Antibiotics-Associated Hemorrhagic Colitis Caused by Klebsiella oxytoca: Two Case Reports

Youngmin Youn *, Sang Won Lee *, Hyun-Hae Cho *, Sanghui Park , Hae-Sun Chung , Jeong Wan Seo *,
PMCID: PMC5915692  PMID: 29713612

Abstract

Nowadays, Klebsiella oxytoca is described as a causative organism for antibiotic-associated hemorrhagic colitis (AAHC). Here we report two cases of pediatric AAHC, from which K. oxytoca was cultured after starting amoxicillin-clavulanate or amoxicillin treatment. The patients developed severe abdominal pain and a large amount of bloody diarrhea. K. oxytoca was obtained in intestinal fluid culture of a boy through the colonoscopy. On the other hand, colonic tissue culture and intestinal fluid culture were negative of the other patient. K. oxytoca was detected in stool culture when he was admitted. These cases showed characteristic endoscopic findings of segmental hemorrhagic colitis, and both boys recovered spontaneously within 2–3 days after they stopped taking the antibiotics. Therefore, in children who develop relatively large amount of bloody diarrhea after antibiotic treatment, we should consider AAHC caused by K. oxytoca.

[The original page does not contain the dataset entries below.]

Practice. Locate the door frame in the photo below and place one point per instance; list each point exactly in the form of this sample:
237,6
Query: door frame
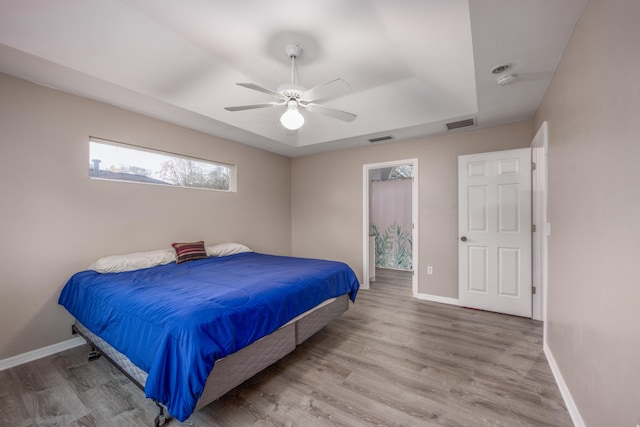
366,227
539,239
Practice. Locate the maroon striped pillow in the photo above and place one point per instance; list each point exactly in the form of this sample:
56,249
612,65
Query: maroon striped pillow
189,251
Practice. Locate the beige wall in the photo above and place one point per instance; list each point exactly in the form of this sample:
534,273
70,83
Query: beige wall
327,199
593,110
55,221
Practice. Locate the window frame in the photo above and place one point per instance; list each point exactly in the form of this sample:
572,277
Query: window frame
232,169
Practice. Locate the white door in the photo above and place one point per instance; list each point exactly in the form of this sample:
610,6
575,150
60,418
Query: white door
494,225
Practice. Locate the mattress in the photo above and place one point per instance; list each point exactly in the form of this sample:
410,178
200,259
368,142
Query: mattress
175,321
236,368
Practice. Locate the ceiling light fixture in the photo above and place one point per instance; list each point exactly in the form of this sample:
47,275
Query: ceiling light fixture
292,119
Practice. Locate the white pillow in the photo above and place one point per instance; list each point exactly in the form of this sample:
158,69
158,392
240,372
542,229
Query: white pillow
134,261
226,249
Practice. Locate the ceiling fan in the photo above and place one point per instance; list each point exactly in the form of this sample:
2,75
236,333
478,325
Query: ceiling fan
293,97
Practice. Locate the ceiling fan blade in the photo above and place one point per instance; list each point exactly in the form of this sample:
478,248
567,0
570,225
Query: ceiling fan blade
324,91
331,112
260,89
254,106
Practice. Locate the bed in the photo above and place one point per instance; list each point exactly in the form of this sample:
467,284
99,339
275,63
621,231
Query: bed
189,332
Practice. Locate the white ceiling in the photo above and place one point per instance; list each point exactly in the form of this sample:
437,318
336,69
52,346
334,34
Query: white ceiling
413,65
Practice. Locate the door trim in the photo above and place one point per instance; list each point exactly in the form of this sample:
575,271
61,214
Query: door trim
365,218
539,239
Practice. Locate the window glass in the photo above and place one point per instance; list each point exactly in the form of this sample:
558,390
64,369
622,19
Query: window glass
123,162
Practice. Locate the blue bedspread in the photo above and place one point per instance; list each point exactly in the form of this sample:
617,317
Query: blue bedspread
173,321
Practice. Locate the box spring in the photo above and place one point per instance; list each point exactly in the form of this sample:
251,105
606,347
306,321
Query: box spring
236,368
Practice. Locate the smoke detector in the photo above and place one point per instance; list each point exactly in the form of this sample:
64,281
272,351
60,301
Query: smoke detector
506,80
499,69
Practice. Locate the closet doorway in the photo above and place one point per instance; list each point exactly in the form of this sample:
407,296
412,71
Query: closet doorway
390,219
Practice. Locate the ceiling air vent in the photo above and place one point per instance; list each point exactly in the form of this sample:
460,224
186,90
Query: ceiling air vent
381,138
461,124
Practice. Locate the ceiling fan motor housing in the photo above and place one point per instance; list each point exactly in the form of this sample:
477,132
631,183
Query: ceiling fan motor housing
290,91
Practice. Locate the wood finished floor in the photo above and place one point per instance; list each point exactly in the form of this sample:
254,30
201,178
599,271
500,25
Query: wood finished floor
391,360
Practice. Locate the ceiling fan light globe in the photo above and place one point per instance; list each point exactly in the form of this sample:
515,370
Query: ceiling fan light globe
292,119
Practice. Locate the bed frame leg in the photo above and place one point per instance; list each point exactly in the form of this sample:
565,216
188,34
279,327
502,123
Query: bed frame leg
93,354
161,420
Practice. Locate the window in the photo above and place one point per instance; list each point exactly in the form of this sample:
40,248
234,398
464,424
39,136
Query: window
401,172
123,162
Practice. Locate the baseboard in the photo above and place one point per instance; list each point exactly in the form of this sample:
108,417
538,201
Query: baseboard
564,390
39,353
436,298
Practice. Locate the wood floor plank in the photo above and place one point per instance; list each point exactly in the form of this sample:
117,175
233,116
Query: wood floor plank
391,360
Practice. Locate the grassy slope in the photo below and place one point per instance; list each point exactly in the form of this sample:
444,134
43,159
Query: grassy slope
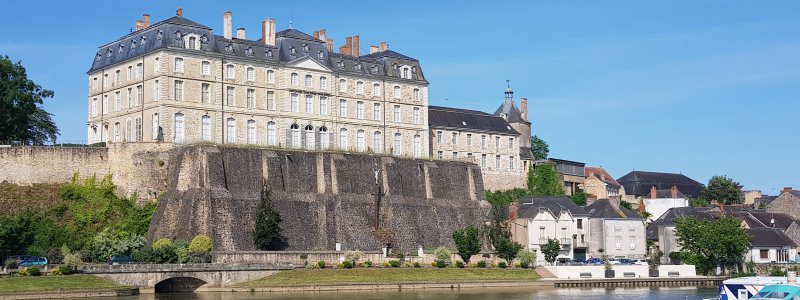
51,283
390,276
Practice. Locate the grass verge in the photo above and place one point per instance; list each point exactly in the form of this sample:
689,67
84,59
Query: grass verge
300,277
54,283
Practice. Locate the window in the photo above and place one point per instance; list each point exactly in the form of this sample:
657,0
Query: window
323,105
377,141
376,111
178,66
310,143
360,141
272,132
251,98
398,144
309,104
417,146
230,96
205,130
231,71
342,108
251,132
293,106
360,110
178,138
270,100
206,68
343,139
230,135
251,74
204,93
178,90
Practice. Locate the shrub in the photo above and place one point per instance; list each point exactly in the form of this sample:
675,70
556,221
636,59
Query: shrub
201,243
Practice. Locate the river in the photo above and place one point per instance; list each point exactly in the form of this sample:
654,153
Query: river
654,293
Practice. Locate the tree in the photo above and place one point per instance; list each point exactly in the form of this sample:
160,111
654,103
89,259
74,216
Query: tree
21,116
468,242
539,147
551,250
546,182
267,233
723,189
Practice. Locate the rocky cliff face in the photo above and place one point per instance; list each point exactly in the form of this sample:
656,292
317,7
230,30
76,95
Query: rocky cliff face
323,198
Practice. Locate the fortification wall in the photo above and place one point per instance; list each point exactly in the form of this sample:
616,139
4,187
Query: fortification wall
323,198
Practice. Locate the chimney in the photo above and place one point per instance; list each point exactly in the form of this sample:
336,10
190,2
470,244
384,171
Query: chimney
355,46
227,24
523,102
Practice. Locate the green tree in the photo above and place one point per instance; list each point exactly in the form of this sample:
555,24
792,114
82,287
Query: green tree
723,189
267,233
21,116
546,182
551,250
539,147
468,242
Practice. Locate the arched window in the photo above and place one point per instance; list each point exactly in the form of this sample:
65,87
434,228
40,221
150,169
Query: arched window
377,142
310,140
272,132
324,139
360,141
398,144
295,135
205,129
230,135
178,128
343,139
251,131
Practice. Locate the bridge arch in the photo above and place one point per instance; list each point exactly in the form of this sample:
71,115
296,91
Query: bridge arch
179,284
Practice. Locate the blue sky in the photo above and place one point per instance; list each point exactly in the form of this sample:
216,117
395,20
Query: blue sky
698,87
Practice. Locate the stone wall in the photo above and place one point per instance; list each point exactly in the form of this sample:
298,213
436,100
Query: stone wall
323,198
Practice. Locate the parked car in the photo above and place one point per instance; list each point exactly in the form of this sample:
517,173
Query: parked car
119,260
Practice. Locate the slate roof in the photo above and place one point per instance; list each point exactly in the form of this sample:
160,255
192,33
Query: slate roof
638,183
769,237
468,120
529,207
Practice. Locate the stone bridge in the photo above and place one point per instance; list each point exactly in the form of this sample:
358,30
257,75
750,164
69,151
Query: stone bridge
184,277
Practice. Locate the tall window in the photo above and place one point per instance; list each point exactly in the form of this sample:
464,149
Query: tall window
272,132
251,131
377,142
178,138
178,90
230,135
294,105
398,144
178,65
205,130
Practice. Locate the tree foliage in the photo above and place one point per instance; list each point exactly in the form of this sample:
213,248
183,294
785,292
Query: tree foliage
708,243
539,147
723,189
267,233
468,242
22,117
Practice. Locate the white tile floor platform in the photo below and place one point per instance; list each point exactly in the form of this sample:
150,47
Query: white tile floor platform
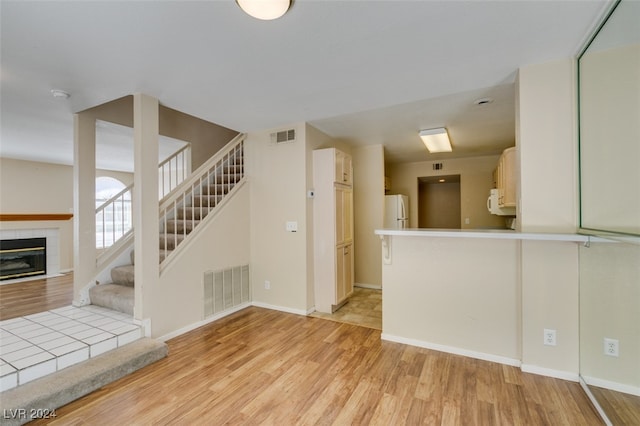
36,345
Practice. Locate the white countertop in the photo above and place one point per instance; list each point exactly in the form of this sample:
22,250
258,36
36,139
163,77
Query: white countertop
502,234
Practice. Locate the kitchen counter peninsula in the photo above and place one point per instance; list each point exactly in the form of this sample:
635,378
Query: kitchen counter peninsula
484,293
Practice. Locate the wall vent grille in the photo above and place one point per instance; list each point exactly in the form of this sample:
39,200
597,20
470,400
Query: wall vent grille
283,136
226,289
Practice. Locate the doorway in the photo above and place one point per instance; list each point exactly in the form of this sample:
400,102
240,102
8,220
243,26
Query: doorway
439,202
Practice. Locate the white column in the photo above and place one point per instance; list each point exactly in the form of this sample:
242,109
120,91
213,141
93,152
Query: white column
145,202
84,206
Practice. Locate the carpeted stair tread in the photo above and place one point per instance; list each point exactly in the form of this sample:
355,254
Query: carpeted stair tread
180,226
123,275
206,201
217,189
113,296
196,213
170,241
60,388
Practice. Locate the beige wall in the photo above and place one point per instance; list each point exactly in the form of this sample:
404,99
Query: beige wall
439,205
368,198
547,147
609,308
547,196
206,138
32,187
177,300
550,301
457,295
278,178
476,179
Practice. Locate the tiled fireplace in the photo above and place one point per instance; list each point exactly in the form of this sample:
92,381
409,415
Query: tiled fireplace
20,249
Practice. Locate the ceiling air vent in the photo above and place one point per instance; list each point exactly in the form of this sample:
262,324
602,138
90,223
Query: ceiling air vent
283,136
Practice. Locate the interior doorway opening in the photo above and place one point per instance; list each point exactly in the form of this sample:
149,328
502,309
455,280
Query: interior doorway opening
439,203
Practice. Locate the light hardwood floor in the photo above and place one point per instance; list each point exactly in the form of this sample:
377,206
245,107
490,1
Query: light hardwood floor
363,308
266,367
259,366
31,297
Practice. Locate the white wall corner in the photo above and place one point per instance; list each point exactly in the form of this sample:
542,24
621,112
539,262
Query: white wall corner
82,298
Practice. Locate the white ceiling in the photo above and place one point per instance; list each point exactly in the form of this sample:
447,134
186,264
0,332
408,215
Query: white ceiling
370,72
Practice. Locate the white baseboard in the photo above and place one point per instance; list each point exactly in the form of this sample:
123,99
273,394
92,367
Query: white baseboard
452,350
365,285
198,324
608,384
557,374
595,403
280,308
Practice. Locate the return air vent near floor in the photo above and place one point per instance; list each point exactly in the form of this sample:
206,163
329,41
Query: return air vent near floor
226,289
283,136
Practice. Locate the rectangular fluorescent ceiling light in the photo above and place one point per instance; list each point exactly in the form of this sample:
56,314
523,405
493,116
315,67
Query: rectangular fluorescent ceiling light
436,140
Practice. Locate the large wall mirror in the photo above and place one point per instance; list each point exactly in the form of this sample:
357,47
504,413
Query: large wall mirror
609,117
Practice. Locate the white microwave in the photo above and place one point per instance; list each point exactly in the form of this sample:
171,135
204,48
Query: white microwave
492,205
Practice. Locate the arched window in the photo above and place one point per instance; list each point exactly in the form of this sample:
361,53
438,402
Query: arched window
113,215
107,187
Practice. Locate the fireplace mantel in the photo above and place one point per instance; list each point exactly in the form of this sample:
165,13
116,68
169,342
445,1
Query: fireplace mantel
25,217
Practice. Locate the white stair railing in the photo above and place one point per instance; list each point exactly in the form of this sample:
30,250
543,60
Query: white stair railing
114,218
174,170
197,196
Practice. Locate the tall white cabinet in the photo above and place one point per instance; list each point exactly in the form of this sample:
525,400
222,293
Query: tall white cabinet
332,228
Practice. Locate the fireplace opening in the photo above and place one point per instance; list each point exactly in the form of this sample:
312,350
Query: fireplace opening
25,257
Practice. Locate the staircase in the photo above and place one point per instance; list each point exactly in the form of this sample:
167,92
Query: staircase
180,213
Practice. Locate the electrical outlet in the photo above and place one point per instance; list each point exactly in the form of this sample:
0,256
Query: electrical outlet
549,337
292,226
611,347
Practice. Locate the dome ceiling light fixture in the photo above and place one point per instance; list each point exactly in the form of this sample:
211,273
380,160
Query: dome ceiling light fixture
265,9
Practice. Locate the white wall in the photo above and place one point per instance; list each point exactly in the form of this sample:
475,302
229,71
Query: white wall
368,210
177,300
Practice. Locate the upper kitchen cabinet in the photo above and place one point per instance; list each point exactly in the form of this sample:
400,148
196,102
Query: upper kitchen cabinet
505,177
332,229
343,168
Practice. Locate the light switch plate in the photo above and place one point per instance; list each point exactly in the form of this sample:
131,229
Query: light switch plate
292,226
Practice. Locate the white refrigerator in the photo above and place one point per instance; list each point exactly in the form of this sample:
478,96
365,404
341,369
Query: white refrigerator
396,211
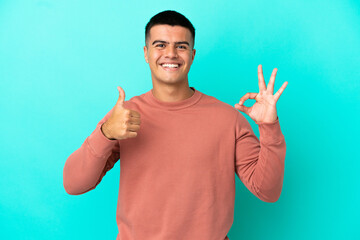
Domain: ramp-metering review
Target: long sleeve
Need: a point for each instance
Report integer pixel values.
(84, 168)
(260, 165)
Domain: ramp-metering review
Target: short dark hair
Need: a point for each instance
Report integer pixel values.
(171, 18)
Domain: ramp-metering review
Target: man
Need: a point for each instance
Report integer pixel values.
(177, 172)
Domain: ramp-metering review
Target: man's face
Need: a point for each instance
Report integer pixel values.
(172, 45)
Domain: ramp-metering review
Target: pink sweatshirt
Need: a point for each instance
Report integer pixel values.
(177, 177)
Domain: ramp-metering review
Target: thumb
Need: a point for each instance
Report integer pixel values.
(121, 98)
(242, 108)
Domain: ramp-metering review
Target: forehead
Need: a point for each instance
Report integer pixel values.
(165, 31)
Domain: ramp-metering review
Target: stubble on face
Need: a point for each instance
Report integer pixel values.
(169, 44)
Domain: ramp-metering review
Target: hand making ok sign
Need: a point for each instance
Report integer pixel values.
(264, 109)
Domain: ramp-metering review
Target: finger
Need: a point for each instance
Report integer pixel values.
(133, 128)
(270, 87)
(243, 109)
(246, 97)
(121, 98)
(130, 134)
(135, 121)
(262, 85)
(134, 114)
(279, 92)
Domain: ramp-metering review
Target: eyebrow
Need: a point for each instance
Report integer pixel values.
(160, 41)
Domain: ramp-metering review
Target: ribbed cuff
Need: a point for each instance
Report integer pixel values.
(99, 143)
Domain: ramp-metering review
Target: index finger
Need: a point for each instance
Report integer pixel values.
(134, 113)
(262, 85)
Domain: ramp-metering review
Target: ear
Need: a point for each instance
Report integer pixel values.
(145, 54)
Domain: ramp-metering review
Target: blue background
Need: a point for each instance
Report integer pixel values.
(60, 64)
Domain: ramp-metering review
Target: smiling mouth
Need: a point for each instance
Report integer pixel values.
(170, 67)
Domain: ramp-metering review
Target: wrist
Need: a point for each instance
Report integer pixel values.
(105, 131)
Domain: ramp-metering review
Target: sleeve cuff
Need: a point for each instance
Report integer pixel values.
(99, 143)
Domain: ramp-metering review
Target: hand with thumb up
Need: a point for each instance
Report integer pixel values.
(122, 123)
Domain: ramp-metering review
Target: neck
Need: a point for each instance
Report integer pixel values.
(172, 93)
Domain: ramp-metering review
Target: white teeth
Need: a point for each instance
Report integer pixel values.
(171, 65)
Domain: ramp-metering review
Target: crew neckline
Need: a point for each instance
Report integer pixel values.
(174, 105)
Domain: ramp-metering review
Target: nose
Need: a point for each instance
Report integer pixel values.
(171, 52)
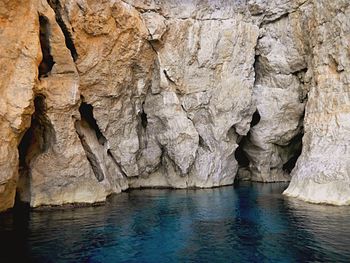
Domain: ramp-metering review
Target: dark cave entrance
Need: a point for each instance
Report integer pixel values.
(56, 6)
(47, 61)
(39, 137)
(295, 146)
(84, 127)
(240, 155)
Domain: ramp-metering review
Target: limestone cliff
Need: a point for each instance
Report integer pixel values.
(101, 96)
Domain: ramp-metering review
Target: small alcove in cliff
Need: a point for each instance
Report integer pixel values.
(36, 140)
(240, 155)
(91, 138)
(47, 61)
(295, 147)
(56, 6)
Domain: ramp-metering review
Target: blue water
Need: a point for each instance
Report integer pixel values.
(244, 223)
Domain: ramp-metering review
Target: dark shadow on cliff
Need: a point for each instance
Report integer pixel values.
(37, 140)
(47, 61)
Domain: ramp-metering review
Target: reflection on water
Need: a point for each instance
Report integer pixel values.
(246, 223)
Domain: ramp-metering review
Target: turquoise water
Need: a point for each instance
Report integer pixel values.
(244, 223)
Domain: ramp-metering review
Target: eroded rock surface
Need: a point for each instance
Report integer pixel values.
(98, 97)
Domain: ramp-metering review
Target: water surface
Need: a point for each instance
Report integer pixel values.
(244, 223)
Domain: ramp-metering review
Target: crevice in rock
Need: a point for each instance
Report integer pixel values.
(240, 155)
(37, 140)
(86, 113)
(168, 77)
(256, 119)
(203, 144)
(47, 61)
(143, 117)
(110, 154)
(295, 147)
(56, 6)
(87, 129)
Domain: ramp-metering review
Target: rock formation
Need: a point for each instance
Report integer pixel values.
(101, 96)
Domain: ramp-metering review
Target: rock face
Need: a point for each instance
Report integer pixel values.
(322, 174)
(98, 97)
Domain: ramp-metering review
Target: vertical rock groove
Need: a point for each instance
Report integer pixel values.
(88, 131)
(47, 59)
(56, 6)
(38, 139)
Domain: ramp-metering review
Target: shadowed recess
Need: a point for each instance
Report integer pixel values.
(47, 61)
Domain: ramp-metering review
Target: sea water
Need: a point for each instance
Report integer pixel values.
(248, 222)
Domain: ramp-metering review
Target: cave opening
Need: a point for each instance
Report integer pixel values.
(143, 117)
(47, 61)
(87, 114)
(295, 147)
(242, 159)
(86, 126)
(56, 6)
(38, 139)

Keywords: Antibiotic-associated diarrhea, Klebsiella oxytoca, Bloody diarrhea

INTRODUCTION

Acute diarrhea associated with antibiotics can be represented by a variety of mechanisms. The most common type is pseudomembranous colitis. It is caused by overgrowth of toxin-producing Clostridium difficile [1]. Recently, antibiotic-associated hemorrhagic colitis (AAHC) caused by Klebsiella oxytoca has received great attention. Patients with AAHC usually have considerable bloody diarrhea. Therefore, this condition is likely to be misdiagnosed as lower gastrointestinal bleeding or chronic bowel disease.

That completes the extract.